The mass, which was presided over by the Bishop of Djibouti, Georgio Bertin, was attended by the Italian ambassador to Kenya, the Kenyan UN representative, the World Health Organisation's Somalia representative, representatives from the Kenyan government and a delegation from SOS Children’s Villages, headed by Regional Director for East Africa, Willy Huber. Although Bishop Georgio was the main cleric many other priests of all nationalities took part in the mass. Claudio Croce, SOS Children’s Villages Project Director for Somalia, gave the first reading.

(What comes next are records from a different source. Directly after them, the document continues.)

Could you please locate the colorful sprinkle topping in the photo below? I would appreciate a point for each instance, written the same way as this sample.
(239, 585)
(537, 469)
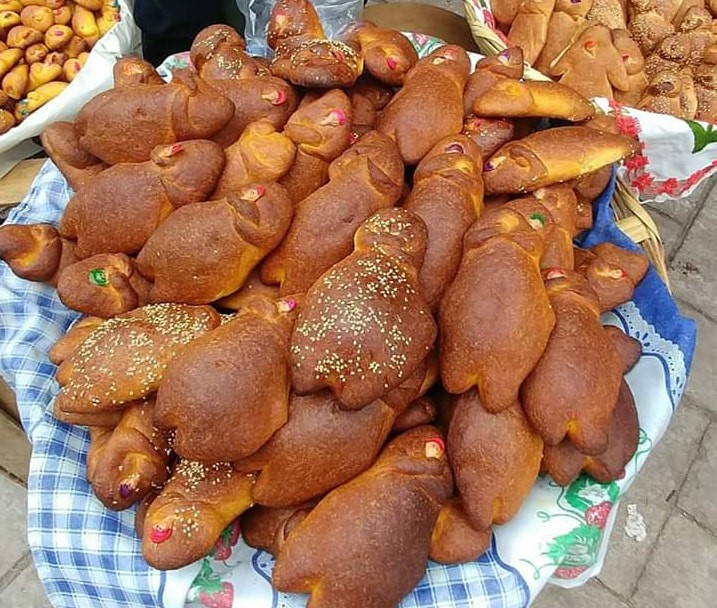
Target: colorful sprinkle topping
(98, 277)
(435, 448)
(160, 534)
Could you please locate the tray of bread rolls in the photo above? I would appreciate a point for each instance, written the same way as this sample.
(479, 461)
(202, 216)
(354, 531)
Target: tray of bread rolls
(652, 65)
(296, 330)
(55, 55)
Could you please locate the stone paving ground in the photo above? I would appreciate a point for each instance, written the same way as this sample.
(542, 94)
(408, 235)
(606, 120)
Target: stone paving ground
(676, 492)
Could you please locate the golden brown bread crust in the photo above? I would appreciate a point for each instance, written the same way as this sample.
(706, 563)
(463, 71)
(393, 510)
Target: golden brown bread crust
(389, 512)
(592, 66)
(268, 528)
(612, 272)
(319, 448)
(485, 340)
(454, 540)
(119, 209)
(566, 22)
(429, 107)
(364, 179)
(448, 196)
(564, 462)
(132, 70)
(97, 372)
(261, 154)
(419, 412)
(510, 98)
(352, 334)
(387, 54)
(234, 381)
(629, 348)
(242, 229)
(489, 134)
(529, 29)
(128, 462)
(76, 335)
(552, 156)
(264, 98)
(62, 145)
(197, 503)
(104, 285)
(491, 70)
(185, 108)
(32, 251)
(565, 397)
(312, 62)
(495, 460)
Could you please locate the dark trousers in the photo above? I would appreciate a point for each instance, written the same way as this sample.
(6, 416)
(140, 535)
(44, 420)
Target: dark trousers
(169, 26)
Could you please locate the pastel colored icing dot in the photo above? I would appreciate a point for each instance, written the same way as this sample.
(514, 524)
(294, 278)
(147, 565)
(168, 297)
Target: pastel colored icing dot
(98, 277)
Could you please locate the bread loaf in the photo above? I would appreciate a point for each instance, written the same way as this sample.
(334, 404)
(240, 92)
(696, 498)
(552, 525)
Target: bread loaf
(352, 334)
(569, 397)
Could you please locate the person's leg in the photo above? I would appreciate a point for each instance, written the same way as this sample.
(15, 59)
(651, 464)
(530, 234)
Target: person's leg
(169, 26)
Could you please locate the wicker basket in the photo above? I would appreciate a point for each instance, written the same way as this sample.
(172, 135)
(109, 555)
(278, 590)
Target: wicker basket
(631, 217)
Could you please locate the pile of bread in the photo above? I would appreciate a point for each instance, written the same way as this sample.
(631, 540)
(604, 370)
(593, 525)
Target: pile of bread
(43, 45)
(655, 55)
(351, 313)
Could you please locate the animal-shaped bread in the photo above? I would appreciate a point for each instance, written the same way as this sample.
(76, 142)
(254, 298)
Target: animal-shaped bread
(567, 396)
(364, 179)
(454, 540)
(241, 228)
(529, 29)
(489, 71)
(706, 91)
(592, 66)
(319, 448)
(387, 54)
(104, 285)
(364, 326)
(62, 145)
(185, 108)
(233, 380)
(268, 528)
(552, 156)
(517, 98)
(368, 98)
(486, 341)
(566, 22)
(302, 53)
(542, 211)
(634, 67)
(448, 196)
(419, 412)
(35, 252)
(198, 502)
(321, 130)
(125, 358)
(563, 462)
(121, 207)
(125, 463)
(429, 107)
(261, 154)
(610, 13)
(612, 272)
(647, 26)
(495, 460)
(388, 512)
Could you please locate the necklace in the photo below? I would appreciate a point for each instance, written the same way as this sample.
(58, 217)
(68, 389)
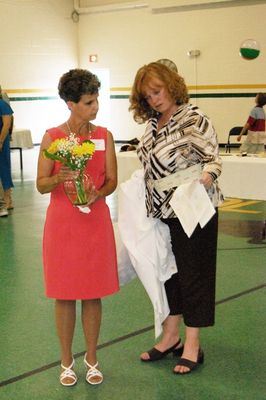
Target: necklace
(88, 126)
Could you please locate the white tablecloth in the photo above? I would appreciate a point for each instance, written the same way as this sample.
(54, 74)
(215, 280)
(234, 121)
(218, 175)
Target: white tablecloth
(242, 177)
(21, 138)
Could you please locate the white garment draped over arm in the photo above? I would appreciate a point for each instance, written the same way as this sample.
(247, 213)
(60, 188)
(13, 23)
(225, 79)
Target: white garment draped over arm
(148, 243)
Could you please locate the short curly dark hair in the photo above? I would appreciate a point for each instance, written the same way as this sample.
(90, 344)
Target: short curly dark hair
(77, 82)
(173, 82)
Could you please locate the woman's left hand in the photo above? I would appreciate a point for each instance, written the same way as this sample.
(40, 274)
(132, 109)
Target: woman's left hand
(206, 179)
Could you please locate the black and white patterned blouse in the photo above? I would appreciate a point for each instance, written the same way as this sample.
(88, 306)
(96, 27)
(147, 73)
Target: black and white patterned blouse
(188, 139)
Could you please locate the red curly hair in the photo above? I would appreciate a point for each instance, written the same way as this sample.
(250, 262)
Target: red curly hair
(171, 80)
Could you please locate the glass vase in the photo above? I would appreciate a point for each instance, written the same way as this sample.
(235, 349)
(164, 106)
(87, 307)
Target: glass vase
(78, 189)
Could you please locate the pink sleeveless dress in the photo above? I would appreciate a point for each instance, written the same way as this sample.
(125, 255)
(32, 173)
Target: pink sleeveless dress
(79, 253)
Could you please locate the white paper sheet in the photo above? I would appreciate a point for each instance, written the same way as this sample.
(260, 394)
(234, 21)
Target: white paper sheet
(192, 205)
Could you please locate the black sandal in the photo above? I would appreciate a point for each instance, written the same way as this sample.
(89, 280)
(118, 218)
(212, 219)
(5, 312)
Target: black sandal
(192, 365)
(156, 355)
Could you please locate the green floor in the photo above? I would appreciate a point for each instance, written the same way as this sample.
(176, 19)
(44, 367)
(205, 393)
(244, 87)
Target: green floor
(235, 350)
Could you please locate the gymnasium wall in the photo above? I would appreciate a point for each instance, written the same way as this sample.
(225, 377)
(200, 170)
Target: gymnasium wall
(40, 41)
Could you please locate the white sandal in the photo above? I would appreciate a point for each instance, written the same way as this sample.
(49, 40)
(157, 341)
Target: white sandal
(92, 373)
(68, 373)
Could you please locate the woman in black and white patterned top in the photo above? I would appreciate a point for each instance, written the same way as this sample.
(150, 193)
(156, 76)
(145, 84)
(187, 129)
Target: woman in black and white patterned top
(177, 136)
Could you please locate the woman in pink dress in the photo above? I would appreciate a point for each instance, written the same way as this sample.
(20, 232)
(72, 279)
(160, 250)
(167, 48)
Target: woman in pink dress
(79, 253)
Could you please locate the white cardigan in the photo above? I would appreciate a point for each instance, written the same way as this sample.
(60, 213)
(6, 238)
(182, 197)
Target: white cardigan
(147, 241)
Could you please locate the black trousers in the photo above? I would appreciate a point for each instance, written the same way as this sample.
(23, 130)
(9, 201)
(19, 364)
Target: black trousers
(191, 291)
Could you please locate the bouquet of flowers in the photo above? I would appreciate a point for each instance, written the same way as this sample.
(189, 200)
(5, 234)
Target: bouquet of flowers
(69, 151)
(74, 154)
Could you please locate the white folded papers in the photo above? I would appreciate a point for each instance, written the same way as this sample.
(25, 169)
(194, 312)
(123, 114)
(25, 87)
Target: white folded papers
(192, 205)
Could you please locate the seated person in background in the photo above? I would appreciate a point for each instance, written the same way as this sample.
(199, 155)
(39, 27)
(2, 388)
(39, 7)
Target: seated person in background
(127, 147)
(255, 128)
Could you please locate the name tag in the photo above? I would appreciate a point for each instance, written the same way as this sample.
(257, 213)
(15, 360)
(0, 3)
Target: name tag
(178, 178)
(99, 144)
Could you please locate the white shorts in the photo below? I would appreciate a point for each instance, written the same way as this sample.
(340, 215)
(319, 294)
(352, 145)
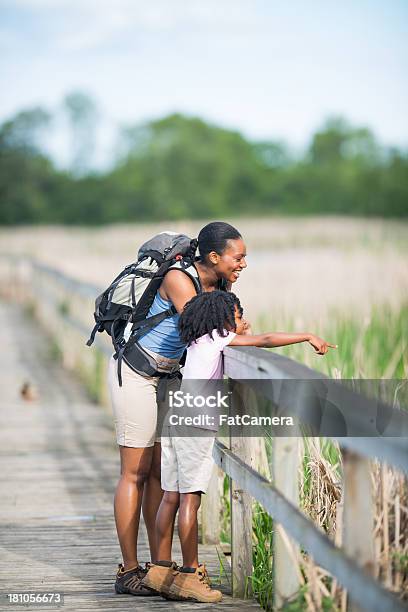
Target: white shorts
(186, 463)
(138, 415)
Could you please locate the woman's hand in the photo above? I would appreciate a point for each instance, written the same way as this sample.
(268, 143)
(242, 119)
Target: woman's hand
(320, 346)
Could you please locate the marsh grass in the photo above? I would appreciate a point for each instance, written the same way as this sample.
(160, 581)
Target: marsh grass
(368, 347)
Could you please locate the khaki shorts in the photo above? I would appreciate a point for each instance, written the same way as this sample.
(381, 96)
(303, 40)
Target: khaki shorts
(137, 414)
(186, 463)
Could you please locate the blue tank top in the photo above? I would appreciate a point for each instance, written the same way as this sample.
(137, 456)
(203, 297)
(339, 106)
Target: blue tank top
(163, 339)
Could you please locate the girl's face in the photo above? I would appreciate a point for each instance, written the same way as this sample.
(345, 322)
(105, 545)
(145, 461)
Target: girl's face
(239, 322)
(231, 262)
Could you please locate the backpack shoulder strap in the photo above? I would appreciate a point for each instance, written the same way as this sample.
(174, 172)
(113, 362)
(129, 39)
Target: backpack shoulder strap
(190, 270)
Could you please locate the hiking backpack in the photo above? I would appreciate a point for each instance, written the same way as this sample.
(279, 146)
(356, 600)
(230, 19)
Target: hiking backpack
(122, 308)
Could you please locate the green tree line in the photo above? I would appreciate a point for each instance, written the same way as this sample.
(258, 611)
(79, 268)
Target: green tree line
(181, 167)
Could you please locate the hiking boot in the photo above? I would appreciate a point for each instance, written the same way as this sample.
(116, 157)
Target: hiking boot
(160, 577)
(129, 582)
(191, 585)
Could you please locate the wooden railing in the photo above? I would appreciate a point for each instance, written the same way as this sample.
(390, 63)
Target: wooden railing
(64, 308)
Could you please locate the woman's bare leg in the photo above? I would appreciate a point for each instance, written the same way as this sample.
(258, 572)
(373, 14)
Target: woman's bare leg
(188, 527)
(166, 517)
(152, 496)
(135, 470)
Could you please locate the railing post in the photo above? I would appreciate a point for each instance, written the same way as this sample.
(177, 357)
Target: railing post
(285, 474)
(210, 510)
(358, 514)
(241, 508)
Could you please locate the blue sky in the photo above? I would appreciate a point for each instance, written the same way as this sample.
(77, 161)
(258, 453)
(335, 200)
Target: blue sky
(271, 70)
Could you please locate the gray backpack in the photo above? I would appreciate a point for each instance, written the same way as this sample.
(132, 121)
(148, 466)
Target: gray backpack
(122, 308)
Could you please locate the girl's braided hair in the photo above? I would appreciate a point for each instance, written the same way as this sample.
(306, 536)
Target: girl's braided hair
(206, 312)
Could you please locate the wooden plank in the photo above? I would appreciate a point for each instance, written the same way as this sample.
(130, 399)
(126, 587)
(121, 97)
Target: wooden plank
(241, 507)
(285, 477)
(210, 510)
(358, 515)
(366, 591)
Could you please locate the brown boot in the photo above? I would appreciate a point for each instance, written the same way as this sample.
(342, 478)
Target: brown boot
(194, 586)
(129, 582)
(160, 577)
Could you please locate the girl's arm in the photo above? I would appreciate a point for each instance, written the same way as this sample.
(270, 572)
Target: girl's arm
(275, 339)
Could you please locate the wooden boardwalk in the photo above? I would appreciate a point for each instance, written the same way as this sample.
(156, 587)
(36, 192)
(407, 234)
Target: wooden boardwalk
(59, 467)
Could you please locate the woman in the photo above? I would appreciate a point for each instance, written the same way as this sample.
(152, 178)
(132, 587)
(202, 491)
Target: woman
(222, 259)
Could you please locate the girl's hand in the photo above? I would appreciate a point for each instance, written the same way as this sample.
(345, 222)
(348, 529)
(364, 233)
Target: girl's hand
(321, 346)
(247, 330)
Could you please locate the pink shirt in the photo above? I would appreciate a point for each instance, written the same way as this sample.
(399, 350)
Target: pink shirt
(204, 357)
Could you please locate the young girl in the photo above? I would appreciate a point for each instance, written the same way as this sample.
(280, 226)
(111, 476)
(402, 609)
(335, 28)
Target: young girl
(209, 322)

In his sermon the Bishop, who has lived in the region for many years and who knew Sister Leonella personally, said that she had been inspired by the idea that a new world had begun on this earth. He spoke also of the Somali bodyguard, Mahamud Mohammed Osman, who was killed along with Sister Leonella and pointed out the contrasts between the two, “a European and an African, a white and a black, a Christian and a Muslim, a woman and a man”. Yet, he added, they lived and they died together. Sister Leonella’s message, he stressed, was one of togetherness, “Together life is possible”.
Message from the Pope
A message from Pope Benedict was read out at the mass in which he asked people to take inspiration form the life of Sister Leonella. There were other tributes from Sister Leonella’s fellow Consolata Sisters, who also spoke movingly of Mahamud Mohammed. And the choir of nuns, which had added an African flavour to the mass with their Swahili hymns and African drums, sang one of Sister Leonella’s favourite Italian hymns, Chiara E’ La Tua Parola.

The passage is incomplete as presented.